The Competition and Markets Authority (the CMA) recently announced that the director of an online poster supplier had become the first UK director to be disqualified for a corporate competition law offence.

Daniel Aston, managing director of Trod Limited, was found by the CMA to be personally culpable for an online price fixing agreement entered into by Trod and has been banned from acting as a director in the UK for five years.

What was the offence?

In August 2016, the CMA announced that Trod had breached competition law by entering into an agreement with a rival poster supplier, GB Eye Limited. Under the agreement, the parties agreed not to undercut each other in relation to the prices they charge through the Amazon UK platform, putting in place automated re-pricing software to implement their online price fixing agreement.

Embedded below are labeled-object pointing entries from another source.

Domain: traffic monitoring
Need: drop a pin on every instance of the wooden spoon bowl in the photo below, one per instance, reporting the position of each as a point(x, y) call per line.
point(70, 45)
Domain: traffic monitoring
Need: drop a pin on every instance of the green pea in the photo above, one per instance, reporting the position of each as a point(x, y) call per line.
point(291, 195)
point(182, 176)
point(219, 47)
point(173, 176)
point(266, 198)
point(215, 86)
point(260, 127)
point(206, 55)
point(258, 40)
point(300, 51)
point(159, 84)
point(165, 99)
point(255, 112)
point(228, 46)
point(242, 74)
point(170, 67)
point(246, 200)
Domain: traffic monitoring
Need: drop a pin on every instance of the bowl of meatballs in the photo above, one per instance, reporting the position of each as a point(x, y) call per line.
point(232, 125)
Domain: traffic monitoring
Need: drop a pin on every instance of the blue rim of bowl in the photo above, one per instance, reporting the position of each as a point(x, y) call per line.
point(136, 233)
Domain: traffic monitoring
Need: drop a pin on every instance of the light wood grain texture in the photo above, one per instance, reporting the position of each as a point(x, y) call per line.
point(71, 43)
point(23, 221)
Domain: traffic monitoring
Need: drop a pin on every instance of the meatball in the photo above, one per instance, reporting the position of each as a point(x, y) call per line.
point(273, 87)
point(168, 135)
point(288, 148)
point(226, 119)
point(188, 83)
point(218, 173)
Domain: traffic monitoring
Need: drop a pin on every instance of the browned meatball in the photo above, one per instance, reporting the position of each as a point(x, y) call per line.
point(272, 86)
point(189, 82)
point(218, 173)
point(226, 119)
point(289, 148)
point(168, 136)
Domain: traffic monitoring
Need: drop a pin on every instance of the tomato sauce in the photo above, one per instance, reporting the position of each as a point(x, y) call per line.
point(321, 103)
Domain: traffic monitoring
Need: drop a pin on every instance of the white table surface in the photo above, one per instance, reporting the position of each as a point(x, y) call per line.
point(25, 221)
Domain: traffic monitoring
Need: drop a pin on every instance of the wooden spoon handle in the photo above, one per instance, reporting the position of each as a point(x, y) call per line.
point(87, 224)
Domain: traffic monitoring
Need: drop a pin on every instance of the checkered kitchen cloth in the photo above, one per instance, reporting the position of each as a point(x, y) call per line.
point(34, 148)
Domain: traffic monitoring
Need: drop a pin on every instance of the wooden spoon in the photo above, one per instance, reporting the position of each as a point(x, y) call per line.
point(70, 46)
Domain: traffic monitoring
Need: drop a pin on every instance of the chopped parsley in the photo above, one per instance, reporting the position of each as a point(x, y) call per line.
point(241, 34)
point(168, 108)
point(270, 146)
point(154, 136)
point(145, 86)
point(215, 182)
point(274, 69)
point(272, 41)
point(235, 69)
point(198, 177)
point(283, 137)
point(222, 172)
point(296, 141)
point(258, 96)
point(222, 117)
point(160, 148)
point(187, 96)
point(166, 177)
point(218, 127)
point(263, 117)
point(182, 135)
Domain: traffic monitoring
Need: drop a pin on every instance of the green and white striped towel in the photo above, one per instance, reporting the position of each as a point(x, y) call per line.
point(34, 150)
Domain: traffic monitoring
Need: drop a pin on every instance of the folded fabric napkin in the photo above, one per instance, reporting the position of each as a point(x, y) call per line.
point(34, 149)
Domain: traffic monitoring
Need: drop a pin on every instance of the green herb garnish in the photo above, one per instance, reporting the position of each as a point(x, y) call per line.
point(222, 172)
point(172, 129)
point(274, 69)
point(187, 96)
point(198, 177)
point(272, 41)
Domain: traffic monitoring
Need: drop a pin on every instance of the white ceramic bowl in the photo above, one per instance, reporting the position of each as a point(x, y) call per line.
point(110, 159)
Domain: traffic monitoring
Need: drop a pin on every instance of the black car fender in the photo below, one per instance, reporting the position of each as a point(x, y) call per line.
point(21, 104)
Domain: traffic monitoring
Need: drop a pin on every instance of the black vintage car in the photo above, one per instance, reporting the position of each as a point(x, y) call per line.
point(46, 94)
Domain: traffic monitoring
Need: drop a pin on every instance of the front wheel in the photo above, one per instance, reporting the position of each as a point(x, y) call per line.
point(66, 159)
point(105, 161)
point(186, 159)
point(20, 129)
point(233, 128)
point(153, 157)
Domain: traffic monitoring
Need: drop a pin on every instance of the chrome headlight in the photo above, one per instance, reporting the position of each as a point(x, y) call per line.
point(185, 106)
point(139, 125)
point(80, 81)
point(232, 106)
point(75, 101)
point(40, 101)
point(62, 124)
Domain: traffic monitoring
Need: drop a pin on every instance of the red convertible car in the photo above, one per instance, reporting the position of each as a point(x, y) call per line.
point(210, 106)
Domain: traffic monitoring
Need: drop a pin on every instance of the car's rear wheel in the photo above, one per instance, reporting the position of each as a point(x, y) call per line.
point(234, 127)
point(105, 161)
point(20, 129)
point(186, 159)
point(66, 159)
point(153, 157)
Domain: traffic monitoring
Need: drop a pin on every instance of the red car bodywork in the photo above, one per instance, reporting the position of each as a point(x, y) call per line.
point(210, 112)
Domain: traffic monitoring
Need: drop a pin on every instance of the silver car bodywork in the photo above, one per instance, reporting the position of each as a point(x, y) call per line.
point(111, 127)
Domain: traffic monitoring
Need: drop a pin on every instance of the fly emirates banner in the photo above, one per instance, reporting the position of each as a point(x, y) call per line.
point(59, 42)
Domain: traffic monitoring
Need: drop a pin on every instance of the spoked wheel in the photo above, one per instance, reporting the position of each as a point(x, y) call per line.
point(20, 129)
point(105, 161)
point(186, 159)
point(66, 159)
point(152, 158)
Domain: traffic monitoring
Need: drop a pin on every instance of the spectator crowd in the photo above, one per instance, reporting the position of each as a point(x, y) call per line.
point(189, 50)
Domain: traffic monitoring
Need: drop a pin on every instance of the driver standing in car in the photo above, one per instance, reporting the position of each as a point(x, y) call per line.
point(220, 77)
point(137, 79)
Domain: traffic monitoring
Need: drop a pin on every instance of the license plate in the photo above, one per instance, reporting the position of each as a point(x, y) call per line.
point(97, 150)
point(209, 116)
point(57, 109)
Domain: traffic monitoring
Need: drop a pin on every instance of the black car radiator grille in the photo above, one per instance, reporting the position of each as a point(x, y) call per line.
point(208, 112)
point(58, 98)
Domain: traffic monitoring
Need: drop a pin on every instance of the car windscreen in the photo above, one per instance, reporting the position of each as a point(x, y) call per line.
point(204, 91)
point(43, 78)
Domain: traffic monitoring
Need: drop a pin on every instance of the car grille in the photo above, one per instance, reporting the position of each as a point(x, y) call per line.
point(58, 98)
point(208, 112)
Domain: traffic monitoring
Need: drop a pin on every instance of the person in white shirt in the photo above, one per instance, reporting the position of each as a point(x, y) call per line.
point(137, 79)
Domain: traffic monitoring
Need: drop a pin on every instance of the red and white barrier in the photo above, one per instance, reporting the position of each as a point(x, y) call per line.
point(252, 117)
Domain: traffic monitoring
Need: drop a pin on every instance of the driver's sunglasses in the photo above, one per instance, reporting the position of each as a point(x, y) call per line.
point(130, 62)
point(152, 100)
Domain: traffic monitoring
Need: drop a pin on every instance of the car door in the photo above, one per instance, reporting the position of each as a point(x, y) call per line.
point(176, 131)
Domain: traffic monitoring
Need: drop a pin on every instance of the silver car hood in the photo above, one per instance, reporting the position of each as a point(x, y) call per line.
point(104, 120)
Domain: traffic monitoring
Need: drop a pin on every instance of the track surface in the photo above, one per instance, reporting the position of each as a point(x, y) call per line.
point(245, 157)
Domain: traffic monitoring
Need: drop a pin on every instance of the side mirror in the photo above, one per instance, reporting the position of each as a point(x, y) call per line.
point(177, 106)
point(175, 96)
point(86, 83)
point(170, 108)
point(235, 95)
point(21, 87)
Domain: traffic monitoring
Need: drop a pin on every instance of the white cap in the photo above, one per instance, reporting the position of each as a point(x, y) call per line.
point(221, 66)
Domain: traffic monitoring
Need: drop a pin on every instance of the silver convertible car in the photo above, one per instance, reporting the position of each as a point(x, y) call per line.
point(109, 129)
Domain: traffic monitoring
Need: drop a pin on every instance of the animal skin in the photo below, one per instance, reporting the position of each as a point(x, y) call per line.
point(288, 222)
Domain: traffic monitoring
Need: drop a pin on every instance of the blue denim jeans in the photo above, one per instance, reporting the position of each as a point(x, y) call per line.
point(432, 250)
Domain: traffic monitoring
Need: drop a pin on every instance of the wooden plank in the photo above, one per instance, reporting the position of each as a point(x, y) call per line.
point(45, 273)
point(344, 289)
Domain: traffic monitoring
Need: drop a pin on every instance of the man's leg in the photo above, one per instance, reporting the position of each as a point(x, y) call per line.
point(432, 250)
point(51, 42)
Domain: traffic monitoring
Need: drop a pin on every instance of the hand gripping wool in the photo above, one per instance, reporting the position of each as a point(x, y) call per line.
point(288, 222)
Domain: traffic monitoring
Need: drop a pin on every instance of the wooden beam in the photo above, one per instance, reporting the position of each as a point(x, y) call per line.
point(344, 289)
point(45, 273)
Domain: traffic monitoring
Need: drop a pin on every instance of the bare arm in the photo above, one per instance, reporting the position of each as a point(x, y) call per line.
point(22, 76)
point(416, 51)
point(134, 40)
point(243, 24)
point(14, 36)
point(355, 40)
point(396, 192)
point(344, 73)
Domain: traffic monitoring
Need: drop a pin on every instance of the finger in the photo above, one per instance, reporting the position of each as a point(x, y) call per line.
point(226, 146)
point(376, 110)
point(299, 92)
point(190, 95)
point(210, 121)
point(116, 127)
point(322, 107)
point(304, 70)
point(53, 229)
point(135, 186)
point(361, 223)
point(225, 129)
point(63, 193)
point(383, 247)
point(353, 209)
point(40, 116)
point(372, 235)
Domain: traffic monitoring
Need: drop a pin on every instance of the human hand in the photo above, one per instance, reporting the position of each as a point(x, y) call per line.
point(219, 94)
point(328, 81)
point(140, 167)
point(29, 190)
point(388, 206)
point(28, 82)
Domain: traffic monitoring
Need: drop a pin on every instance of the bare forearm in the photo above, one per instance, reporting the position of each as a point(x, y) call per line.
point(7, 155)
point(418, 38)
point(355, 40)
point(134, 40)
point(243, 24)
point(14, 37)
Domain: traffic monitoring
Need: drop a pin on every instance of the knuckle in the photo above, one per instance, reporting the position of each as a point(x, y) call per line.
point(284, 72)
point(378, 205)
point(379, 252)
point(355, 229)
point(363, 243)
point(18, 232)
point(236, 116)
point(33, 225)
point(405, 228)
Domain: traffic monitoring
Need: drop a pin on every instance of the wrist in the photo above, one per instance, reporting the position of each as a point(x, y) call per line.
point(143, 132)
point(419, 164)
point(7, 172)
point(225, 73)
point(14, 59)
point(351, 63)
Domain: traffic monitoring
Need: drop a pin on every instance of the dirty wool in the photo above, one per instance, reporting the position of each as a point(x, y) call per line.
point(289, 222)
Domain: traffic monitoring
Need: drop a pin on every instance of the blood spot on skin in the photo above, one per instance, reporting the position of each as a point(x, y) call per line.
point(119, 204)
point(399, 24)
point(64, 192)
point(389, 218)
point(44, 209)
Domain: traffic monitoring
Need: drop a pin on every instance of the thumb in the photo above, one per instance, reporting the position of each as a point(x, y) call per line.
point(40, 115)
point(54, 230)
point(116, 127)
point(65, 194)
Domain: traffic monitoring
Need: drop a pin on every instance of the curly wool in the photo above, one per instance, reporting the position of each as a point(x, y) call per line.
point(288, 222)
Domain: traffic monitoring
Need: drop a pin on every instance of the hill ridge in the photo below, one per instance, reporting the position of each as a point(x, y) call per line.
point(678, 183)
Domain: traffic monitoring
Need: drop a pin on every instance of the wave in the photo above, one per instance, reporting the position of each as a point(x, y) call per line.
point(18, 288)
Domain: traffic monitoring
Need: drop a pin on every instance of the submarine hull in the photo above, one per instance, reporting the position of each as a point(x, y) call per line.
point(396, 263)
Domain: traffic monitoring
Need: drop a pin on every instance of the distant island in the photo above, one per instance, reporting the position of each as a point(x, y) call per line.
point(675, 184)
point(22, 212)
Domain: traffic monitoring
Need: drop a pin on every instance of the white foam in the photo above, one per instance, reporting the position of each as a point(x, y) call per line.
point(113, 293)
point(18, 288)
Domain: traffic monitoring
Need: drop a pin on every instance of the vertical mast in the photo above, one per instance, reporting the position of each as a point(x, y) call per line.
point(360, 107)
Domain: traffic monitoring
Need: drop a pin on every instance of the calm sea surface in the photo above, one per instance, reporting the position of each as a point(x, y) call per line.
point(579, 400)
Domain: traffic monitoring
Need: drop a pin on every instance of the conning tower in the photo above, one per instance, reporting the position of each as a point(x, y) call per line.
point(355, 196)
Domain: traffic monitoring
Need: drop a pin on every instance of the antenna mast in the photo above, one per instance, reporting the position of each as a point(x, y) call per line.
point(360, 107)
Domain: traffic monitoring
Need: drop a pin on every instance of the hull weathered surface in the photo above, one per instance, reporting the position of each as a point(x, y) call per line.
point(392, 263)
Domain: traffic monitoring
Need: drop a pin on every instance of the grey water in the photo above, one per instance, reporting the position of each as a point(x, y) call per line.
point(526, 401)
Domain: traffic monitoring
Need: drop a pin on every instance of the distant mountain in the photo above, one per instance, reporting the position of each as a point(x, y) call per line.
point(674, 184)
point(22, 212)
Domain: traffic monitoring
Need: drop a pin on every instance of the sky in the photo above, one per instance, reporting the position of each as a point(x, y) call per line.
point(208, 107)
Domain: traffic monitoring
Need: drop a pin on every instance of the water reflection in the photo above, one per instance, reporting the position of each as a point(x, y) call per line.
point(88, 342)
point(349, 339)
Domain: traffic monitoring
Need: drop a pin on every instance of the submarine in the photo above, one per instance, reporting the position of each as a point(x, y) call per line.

GB Eye blew the whistle on the agreement by notifying the CMA and was subsequently granted full immunity by the CMA in the investigation that followed. Trod, which entered administration in March 2016, was fined £163,371.

The CMA took the further unprecedented step of taking action against Mr Aston as an individual in his capacity as Trod's managing director.

Why was action taken against the director?

Under changes to the enforcement rules introduced in 2003 (but until now never used), if a company is guilty of a competition law breach, the CMA has the power to apply to the court for a disqualification order to be made against a director of that company for up to 15 years. However this remedy is only available to the CMA if it is found that the conduct of the director is sufficiently poor that it makes the person "unfit to be concerned in the management of a company".

In this case the CMA was satisfied that Mr Aston personally contributed to the price fixing arrangement with GB Eye, rendering him unfit to be a director.

Is further action against directors likely in the future?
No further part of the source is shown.